The report template I use (4 sections)
Here I’ll give you the concrete structure. You can keep it in a Google Sheet, in Notion, in a PDF: the form matters less than the discipline of filling it in every 90 days.
Section 1 — Quarter snapshot. A table with the 20-30 priority queries on the rows and the AI engines (ChatGPT, Claude, Gemini, Perplexity) on the columns. In each cell a binary value: cites you / doesn’t cite you. Below it, the same table from the previous quarter, and the difference.
Section 2 — Gains and losses. Two side-by-side lists. On the left “what worked”: queries where you entered for the first time, engines where your presence consolidated. On the right “what to investigate”: queries where you dropped out, competitor brands that appeared in your place.
Section 3 — Relevant events. A timeline of the quarter with two columns: your events (site changes, new content, PR earned) and market events (releases of GPT, Claude, Gemini, known changes in citation criteria). It serves to read cause and effect instead of reacting in panic.
Section 4 — Three actions for the next quarter. Not twenty. Three. The ones that, if done, have the highest probability of moving the needle. For the Valeggio restaurant in Q1 they were: obtaining a stable Wikidata entry for the chef, fixing the Restaurant schema with awards/menu fields, earning 3 mentions in internationally recognized gastronomic guides.
Measure the queries where the customer doesn’t know you yet: that’s where AI visibility is won or lost.
The test to run now, in 30 minutes
Before building the full report, take your baseline snapshot. Without a baseline snapshot, the first quarter has nothing to compare against and you lose 90 days.
- Open a sheet. Write 15-20 queries a customer would use to search for what you sell (for the restaurant: local and national gastronomic queries). Not brand queries: need queries.
- Open ChatGPT, Perplexity, Gemini and Claude. Run each query on each one. Mark in the grid who cites you and in what position.
- For each query also note the 3-5 brands that get cited in your place or alongside you. They are your real competitors in the AI space, and they often don’t match the ones you have in mind.
- Save everything with the date. In 90 days repeat it identically.
This is an entry-level check: it gives you direction, not the precision of a study. Serious analysis with statistically robust samples, automated tracking and intent segmentation requires professional tools. But to get started and understand where you stand, it’s more than enough.
The mistakes I see most often in quarterly reports
Mixing brand queries and need queries. If you only measure “restaurant [name]” it will always cite you. Measure the queries where the customer doesn’t know you yet: that’s where AI visibility is won or lost.

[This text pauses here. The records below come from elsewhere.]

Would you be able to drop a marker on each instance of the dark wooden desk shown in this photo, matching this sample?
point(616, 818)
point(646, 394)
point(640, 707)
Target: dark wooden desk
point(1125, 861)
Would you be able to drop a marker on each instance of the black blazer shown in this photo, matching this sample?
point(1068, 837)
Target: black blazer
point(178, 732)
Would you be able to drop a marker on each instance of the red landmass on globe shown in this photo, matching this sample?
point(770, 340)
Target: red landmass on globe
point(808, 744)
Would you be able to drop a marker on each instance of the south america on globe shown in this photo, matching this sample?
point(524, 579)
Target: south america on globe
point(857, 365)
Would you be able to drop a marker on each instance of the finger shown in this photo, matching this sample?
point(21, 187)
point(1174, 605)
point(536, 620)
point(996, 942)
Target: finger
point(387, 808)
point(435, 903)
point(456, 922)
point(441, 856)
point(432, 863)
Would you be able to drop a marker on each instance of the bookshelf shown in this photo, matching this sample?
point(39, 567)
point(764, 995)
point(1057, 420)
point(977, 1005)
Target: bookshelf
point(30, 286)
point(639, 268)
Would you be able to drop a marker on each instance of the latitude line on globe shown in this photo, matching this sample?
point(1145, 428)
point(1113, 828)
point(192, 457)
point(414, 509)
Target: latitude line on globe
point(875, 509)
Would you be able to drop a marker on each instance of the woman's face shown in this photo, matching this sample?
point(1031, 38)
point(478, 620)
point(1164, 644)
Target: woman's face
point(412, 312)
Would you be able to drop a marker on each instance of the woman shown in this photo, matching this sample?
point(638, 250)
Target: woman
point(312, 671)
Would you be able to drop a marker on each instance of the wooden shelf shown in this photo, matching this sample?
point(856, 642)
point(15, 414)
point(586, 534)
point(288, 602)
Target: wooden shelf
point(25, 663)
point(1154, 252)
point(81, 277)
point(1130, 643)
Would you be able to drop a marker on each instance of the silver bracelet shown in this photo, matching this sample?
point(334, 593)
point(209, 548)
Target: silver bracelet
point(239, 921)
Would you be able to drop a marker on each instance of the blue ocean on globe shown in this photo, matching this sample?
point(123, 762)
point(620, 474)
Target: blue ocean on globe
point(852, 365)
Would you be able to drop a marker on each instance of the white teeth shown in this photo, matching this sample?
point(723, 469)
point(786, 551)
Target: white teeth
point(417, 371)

Changing the queries from one quarter to the next. The measurement queries must stay the same for at least 4 quarters. Otherwise you’re not measuring your visibility: you’re measuring different queries.
Not noting the events. Without the timeline of your events and market events, the report becomes a collection of numbers with no cause. And without a cause you don’t know what to repeat and what to correct.

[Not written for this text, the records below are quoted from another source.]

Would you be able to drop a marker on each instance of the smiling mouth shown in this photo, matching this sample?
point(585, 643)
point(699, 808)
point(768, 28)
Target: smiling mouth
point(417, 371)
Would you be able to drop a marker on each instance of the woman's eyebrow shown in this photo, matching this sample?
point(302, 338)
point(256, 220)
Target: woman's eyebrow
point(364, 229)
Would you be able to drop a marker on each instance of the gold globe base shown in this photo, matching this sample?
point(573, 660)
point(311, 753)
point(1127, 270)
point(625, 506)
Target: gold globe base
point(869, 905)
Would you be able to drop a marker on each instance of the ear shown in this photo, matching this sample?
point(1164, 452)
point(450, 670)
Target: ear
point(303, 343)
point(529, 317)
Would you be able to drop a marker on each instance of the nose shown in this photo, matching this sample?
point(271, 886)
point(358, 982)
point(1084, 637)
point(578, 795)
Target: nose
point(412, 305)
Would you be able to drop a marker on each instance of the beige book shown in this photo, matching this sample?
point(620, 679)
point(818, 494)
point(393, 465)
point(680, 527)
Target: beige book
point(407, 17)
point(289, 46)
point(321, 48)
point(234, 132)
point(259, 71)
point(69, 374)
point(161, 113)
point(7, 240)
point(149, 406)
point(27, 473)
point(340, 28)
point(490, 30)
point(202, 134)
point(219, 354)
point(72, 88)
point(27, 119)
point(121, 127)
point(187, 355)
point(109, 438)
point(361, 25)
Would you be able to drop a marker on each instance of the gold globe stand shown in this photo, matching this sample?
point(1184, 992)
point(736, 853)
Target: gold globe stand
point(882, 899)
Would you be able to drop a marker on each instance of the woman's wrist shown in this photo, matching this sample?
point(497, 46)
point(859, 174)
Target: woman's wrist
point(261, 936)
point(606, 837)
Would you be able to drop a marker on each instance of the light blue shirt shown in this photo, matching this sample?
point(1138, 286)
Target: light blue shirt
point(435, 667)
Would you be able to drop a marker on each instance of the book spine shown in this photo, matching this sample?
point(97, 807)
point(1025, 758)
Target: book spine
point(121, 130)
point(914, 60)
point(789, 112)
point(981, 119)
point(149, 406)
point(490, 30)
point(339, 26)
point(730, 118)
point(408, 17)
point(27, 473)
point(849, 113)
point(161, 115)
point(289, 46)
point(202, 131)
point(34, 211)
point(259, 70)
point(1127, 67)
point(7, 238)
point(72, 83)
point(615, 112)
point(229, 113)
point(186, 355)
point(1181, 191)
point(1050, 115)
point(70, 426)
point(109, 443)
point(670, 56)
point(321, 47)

Reacting to the single data point instead of the trend. If in one quarter you disappear from 2 queries out of 25, it may be noise. If over the next two quarters you disappear from another 5, it’s a signal. Wait for the trend.
How does all of this tie back to visibility in AI answers?

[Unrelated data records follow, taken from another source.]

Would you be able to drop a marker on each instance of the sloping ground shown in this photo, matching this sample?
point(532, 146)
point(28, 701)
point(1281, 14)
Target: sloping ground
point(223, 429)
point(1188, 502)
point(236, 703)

Quarterly trend analysis is not a technical exercise: it’s the way to understand whether the things you do (work on E-E-A-T for the AI, inverted pyramid, author entity recognition) are truly shifting your presence in AI answers, or whether a model update penalized you and you’re chasing a ghost.
In the previous articles of this series I showed you how to define the right metrics and how to monitor the individual indicators. In the upcoming ones we’ll look at the real-time control dashboard for critical alerts, the industry comparison to position yourself against your real competitors, and the 12-month projection that lets you plan instead of chasing emergencies.
The quarter is the heartbeat of all this. Skipping it means noticing too late, and with AI visibility too late means months of lost bookings without knowing why.